Mitochondria, and some ciliates, have a slightly different
genetic code. Evolutionary scientists take this as evidence
that the genetic code was established in the common ancestor
of all life-forms now on the Earth. The genetic code
seems not to be an arbitrary coupling of codons and amino
acids. A computer simulation was used to randomly link up
codons and amino acids and produced over a million alternate
genetic codes. The simulation indicated that the genetic
code actually used by cells was one of the most efficient possible
codes. This suggests the possibility that the common
ancestor of all cells was itself the product of a long period of
evolution, during which less efficient genetic codes were tried
and eliminated by natural selection.
DNA stores information digitally, just like a computer.

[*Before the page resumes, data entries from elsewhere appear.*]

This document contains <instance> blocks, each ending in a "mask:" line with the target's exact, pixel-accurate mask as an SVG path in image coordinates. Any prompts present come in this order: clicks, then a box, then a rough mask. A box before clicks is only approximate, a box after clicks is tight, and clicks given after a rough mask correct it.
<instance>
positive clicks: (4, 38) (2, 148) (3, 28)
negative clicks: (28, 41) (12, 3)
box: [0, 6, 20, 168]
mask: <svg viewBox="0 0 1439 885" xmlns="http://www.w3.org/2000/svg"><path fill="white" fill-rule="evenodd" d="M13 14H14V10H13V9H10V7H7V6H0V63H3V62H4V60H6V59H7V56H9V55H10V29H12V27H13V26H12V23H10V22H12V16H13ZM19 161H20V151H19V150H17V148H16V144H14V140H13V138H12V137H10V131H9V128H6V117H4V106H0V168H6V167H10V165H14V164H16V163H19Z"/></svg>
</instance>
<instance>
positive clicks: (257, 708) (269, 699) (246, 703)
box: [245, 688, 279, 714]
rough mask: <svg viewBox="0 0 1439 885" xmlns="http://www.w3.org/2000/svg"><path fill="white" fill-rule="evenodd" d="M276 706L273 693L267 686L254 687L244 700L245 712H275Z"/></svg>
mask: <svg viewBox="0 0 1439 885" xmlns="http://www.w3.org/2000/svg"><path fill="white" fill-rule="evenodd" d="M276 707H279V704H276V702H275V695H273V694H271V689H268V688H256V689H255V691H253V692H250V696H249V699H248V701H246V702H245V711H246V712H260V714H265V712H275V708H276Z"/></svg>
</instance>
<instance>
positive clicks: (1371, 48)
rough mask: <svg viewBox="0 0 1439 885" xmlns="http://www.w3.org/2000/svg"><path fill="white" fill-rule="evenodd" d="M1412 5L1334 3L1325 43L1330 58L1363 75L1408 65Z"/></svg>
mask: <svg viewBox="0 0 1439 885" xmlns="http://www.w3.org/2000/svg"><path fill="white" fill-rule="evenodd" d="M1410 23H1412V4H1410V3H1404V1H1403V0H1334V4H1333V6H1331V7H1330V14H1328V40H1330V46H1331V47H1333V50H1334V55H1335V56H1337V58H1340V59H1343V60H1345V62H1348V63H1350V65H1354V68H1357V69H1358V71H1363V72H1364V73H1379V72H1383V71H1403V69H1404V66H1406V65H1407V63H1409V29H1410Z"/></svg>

A computer uses the bits 0 and 1, while DNA uses the four
bases A, C, T, and G. A computer has bits organized into
bytes, which specify letters, just as bases are organized into
codons that specify amino acids. Bytes make up words, just
as codons make up genes.
The processes of transcription and translation are more
complex than here described. In particular, cell components
can transcribe and translate different portions of the DNA,
then modify the resulting protein, so that one gene can
encode several different proteins.
How Genes Determine Characteristics of Organisms
The transcription and translation of genes produces proteins,
which form many structures and do nearly all the work in the
cell. No cell transcribes or translates all of its genes. It transcribes
and translates only the genes for which the promoter
site is open, and which have not been chemically altered:
• In some cases, inhibitor molecules can block a promoter
site. The inhibitor molecule may consist partly of the end
product of the series of reactions that the gene begins.
When the end product is abundant, the end product itself
helps to block the promoter. When the end product is
scarce, the promoter is open. This process helps to keep the
amount of the gene product more or less constant in the
cell. Usually, the interactions of control molecules, most
of them proteins, is very complex, especially in eukaryotic
cells.
• In some cases, the genes can be altered by a process called
methylation. The nucleic acid sequence of the methylated
gene is intact, but the gene cannot be transcribed. In
some cases an entire chromosome can be inactivated, as
with one of the two X chromosomes in female mammals.